Jonathan O'Connell is an Associate in our Northern Virginia office.
The Americans with Disabilities Act (ADA) and its related amendments affords protection to disabled employees who are qualified and able to perform the essential functions of a job with or without a reasonable accommodation. In some instances, a reasonable accommodation may include providing an employee with intermittent or unscheduled unpaid leave.1 A recent decision from the United States Court of Appeals for the Ninth Circuit provides additional guidance to employers regarding their obligations for providing such accommodations under the ADA.
In Samper v. Providence St. Vincent Medical Center, Case. No. 10-35811 (9th Cir. 2012), plaintiff Monika Samper was employed by Providence St. Vincent Medical Center (the "hospital") as a neo-natal intensive care nurse. During the course of Samper's employment, she continually exceeded the number of unplanned absences permitted by the hospital's policy due to her fibromyalgia, a condition that limits sleep and causes chronic pain. Although the hospital was flexible in accommodating her unplanned absences, Samper's employment was ultimately terminated. Subsequently, she filed suit under the ADA, alleging that the hospital failed to provide her with a reasonable accommodation. The U.S. District Court for the District of Oregon granted summary judgment in favor of the hospital and Samper appealed the lower court's decision to the Ninth Circuit.

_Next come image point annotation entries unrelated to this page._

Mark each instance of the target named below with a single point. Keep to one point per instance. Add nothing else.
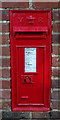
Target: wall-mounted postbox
(30, 33)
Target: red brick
(5, 39)
(5, 51)
(40, 115)
(5, 94)
(5, 73)
(5, 27)
(56, 15)
(56, 72)
(45, 4)
(0, 15)
(24, 4)
(56, 61)
(4, 84)
(56, 105)
(56, 50)
(56, 39)
(55, 84)
(5, 62)
(56, 95)
(56, 27)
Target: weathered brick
(5, 27)
(56, 95)
(45, 4)
(5, 39)
(5, 94)
(56, 27)
(56, 15)
(55, 61)
(55, 114)
(56, 50)
(5, 105)
(5, 84)
(5, 73)
(40, 115)
(55, 83)
(56, 72)
(5, 51)
(56, 38)
(10, 4)
(56, 105)
(5, 62)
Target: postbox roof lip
(33, 10)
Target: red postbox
(30, 34)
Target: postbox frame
(42, 107)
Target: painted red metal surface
(30, 29)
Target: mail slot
(30, 34)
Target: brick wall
(5, 78)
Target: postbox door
(30, 76)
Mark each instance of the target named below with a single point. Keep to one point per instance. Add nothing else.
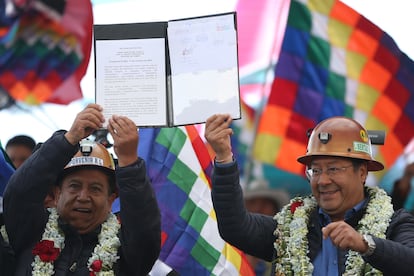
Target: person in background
(343, 228)
(81, 236)
(19, 148)
(403, 189)
(7, 260)
(261, 199)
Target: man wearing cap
(81, 236)
(343, 228)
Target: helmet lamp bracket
(324, 137)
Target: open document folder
(171, 73)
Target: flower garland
(53, 241)
(292, 245)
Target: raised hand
(125, 135)
(85, 123)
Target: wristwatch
(371, 245)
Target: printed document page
(131, 79)
(204, 68)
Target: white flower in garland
(291, 234)
(103, 257)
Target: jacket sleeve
(251, 233)
(24, 213)
(393, 255)
(140, 219)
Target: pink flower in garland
(46, 251)
(295, 205)
(96, 266)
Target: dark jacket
(7, 259)
(25, 216)
(253, 233)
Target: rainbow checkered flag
(44, 49)
(179, 166)
(335, 62)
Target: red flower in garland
(46, 251)
(96, 266)
(295, 205)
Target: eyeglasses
(331, 172)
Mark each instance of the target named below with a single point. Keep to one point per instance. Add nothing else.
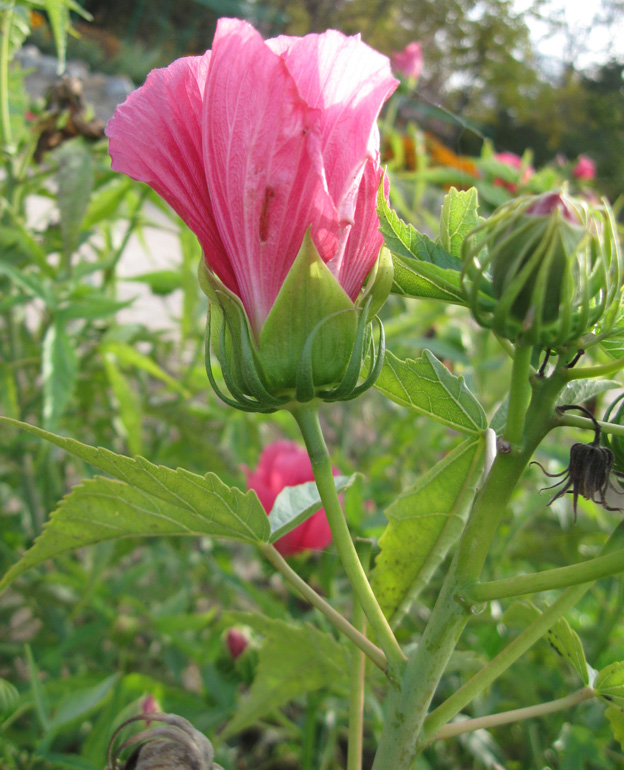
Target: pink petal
(348, 82)
(258, 135)
(365, 241)
(286, 464)
(155, 137)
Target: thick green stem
(334, 617)
(308, 421)
(500, 663)
(519, 395)
(562, 577)
(516, 715)
(6, 138)
(407, 708)
(513, 651)
(357, 672)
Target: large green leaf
(152, 500)
(294, 505)
(424, 522)
(609, 684)
(59, 371)
(104, 509)
(426, 386)
(459, 216)
(294, 660)
(422, 267)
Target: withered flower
(588, 473)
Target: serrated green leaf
(404, 240)
(59, 370)
(424, 280)
(294, 505)
(579, 391)
(217, 509)
(567, 643)
(20, 237)
(75, 182)
(609, 684)
(77, 705)
(459, 216)
(426, 386)
(616, 721)
(294, 660)
(105, 509)
(424, 522)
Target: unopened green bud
(543, 270)
(315, 342)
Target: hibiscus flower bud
(585, 168)
(543, 270)
(286, 464)
(269, 150)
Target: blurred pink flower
(255, 142)
(409, 61)
(515, 161)
(585, 168)
(286, 464)
(236, 642)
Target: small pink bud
(149, 705)
(236, 643)
(585, 168)
(548, 204)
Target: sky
(590, 44)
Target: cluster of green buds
(315, 342)
(544, 270)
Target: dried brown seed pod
(175, 745)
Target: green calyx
(551, 268)
(313, 343)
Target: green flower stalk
(544, 270)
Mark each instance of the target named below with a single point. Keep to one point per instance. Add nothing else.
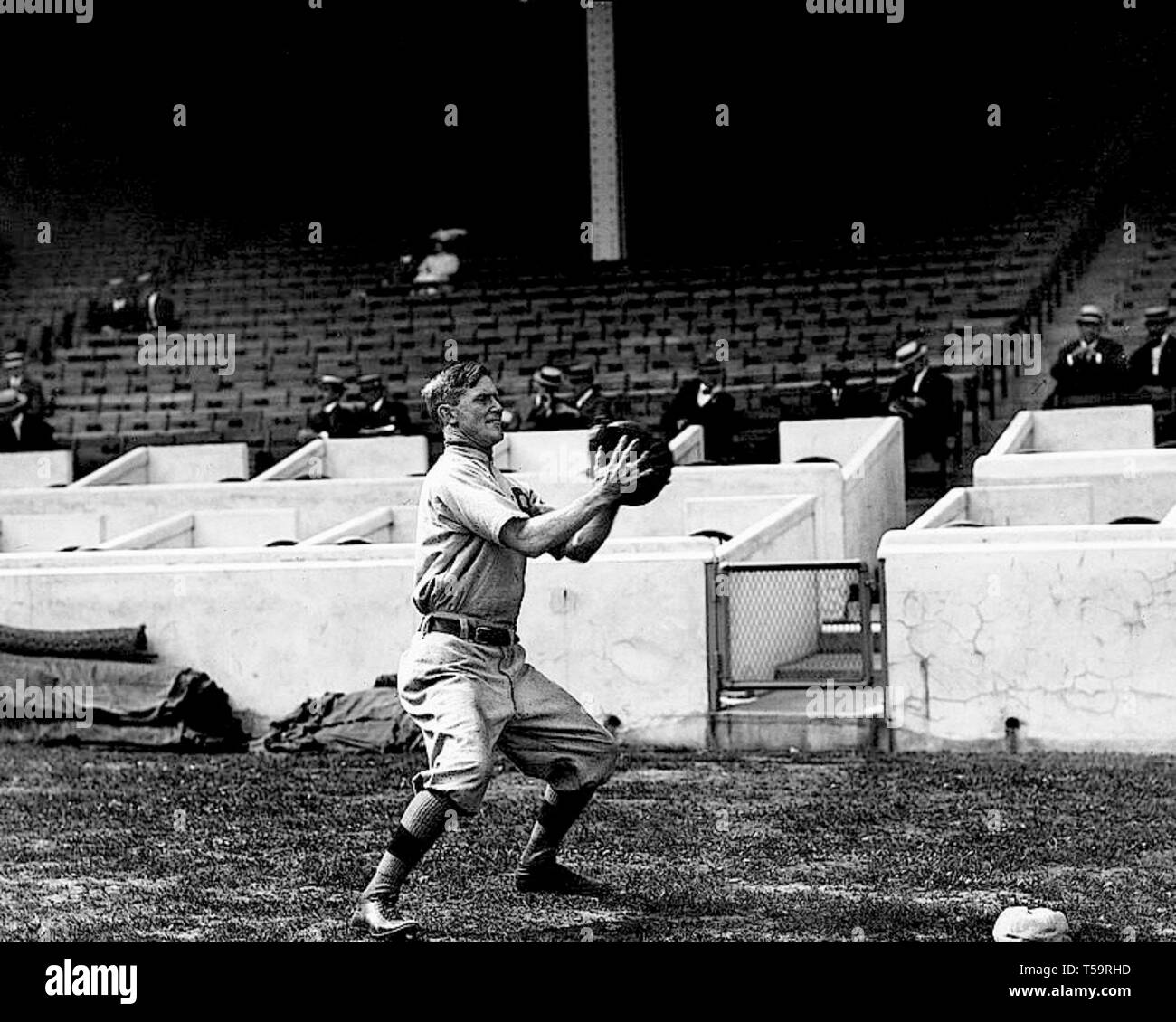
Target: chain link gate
(792, 625)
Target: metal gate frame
(718, 623)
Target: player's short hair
(448, 386)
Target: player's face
(479, 413)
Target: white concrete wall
(204, 529)
(33, 468)
(1124, 482)
(555, 454)
(353, 458)
(321, 504)
(175, 463)
(875, 488)
(1034, 505)
(667, 514)
(689, 446)
(278, 626)
(839, 439)
(1069, 629)
(23, 533)
(1115, 427)
(787, 533)
(732, 514)
(1018, 435)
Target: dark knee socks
(422, 823)
(556, 814)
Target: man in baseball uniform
(465, 678)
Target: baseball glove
(608, 438)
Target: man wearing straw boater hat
(1089, 368)
(922, 398)
(19, 431)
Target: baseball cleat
(377, 920)
(555, 879)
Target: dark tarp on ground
(147, 705)
(93, 643)
(367, 721)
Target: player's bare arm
(586, 543)
(545, 532)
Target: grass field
(136, 846)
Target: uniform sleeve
(478, 505)
(539, 506)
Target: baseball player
(465, 678)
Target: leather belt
(483, 634)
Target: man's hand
(618, 473)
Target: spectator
(1090, 368)
(156, 308)
(20, 430)
(16, 378)
(1153, 364)
(113, 309)
(835, 399)
(702, 402)
(380, 415)
(333, 419)
(922, 398)
(588, 396)
(436, 269)
(548, 407)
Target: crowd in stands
(371, 413)
(130, 308)
(1095, 368)
(23, 408)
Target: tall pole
(604, 137)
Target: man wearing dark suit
(548, 407)
(16, 378)
(333, 418)
(20, 431)
(922, 398)
(157, 309)
(1153, 364)
(835, 399)
(588, 396)
(381, 416)
(1090, 368)
(702, 402)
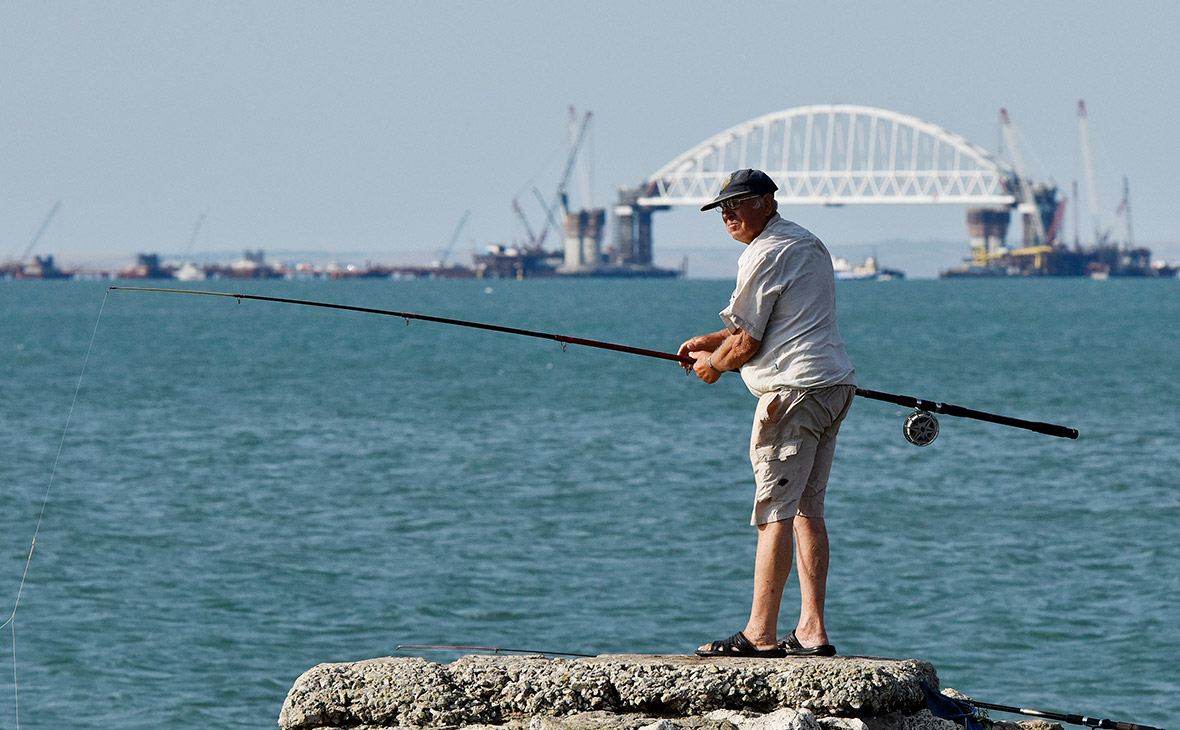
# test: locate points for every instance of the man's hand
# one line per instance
(702, 368)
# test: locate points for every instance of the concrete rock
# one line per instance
(498, 690)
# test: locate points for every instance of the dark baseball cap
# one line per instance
(742, 183)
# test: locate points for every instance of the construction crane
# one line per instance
(1125, 210)
(446, 254)
(1028, 199)
(40, 231)
(533, 243)
(1083, 130)
(561, 197)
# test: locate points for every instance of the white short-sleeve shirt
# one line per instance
(786, 298)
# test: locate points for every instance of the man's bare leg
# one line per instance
(811, 534)
(772, 566)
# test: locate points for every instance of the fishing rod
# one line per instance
(920, 427)
(491, 649)
(1074, 719)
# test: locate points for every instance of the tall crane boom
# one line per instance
(40, 231)
(1028, 201)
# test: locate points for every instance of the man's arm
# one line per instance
(729, 352)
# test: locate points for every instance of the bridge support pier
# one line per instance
(633, 229)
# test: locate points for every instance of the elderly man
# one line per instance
(781, 334)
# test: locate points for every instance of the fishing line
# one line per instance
(920, 427)
(40, 518)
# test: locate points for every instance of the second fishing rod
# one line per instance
(920, 427)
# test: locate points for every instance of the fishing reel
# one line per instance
(920, 428)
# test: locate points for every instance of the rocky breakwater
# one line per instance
(614, 691)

In analyzing Samper's ADA claim, the Ninth Circuit began by recognizing the basic premise that for many jobs, on-site presence is necessary in order for an individual to be "qualified." Continuing its analysis, the court recognized the specialized training neo-natal nurses must possess, as well as the fact that the at-risk infant patient population "cries out for constant vigilance, team coordination and continuity." The court also noted that the neo-natal nurse position description listed "Attendance" and "Punctuality" as essential functions of the job. In affirming the district court's finding that Samper was unqualified for her position as a matter of law, the court concluded that given the nature of the neo-natal intensive care nurse position, "[a]n employer need not provide accommodations that comprise performance quality - to require a hospital to do so could, quite literally, be fatal." Importantly, however, in reaching its conclusion the court also acknowledged that "regular attendance is not necessary for all jobs ... when on-site presence is not required for all jobs."
What the Decision Means for Employers
The ADA was amended in 2008 to broaden the definition of "disability" and increase the number of employees who may qualify for protection under the Act. This legislative change means that it will be much more difficult for an employer to show that an individual is not "disabled," and means that employers will need to focus more on ensuring that they engage in an "interactive process" to determine whether a reasonable accommodation is available. Statistics show that the number of EEOC charges alleging disability discrimination has risen in recent years.
The Samper case demonstrates that under the right circumstances, an employer can still prove that an employee is unqualified for ADA protection despite the expanded definition of "disability" ushered in by the 2008 amendments. To maximize the likelihood of proving that certain functions of positions are essential, employers should review their existing job descriptions in order to ensure that such documents accurately reflect the essential functions of the positions. In Samper, the court found it significant that the employer specifically listed "Attendance" and "Punctuality" as essential functions of the neo-natal intensive care nurse position in determining that the plaintiff's failure to meet those criteria made her unqualified and not eligible for ADA protection. This does not mean that calling a function "essential" in a job description makes it so for ADA purposes, but courts frequently look to such employer-based determinations in assessing failure to accommodate claims, and the absence of such language may make it much harder to show the function is truly essential.
Disability Discrimination Claims Are on the Rise
In order to be prepared to handle a disability discrimination claim, employers should review their equal employment policies and procedures for responding to employees who request accommodations for potential disabilities. Although Samper shows that employers still may be able to avoid an obligation to accommodate altogether in some cases, the number of cases where an employer will need to demonstrate it has reasonably accommodated the employee has increased. Employers need to ensure that they have a specific process in place to engage in an "interactive process" with disabled employees who request reasonable accommodation to determine whether a reasonable accommodation exists that will allow the employee to perform the essential functions of the job, or whether no such accommodation exists. Failure to engage in such an interactive process may lead to a finding that the employer failed to meet its obligations under the ADA.
1 Employers should also be aware that the Family Medical Leave Act (FMLA) and corresponding state statutes, also entitle eligible employees to take unpaid, job-protected leave for specified family and medical reasons with continuation of group health insurance coverage.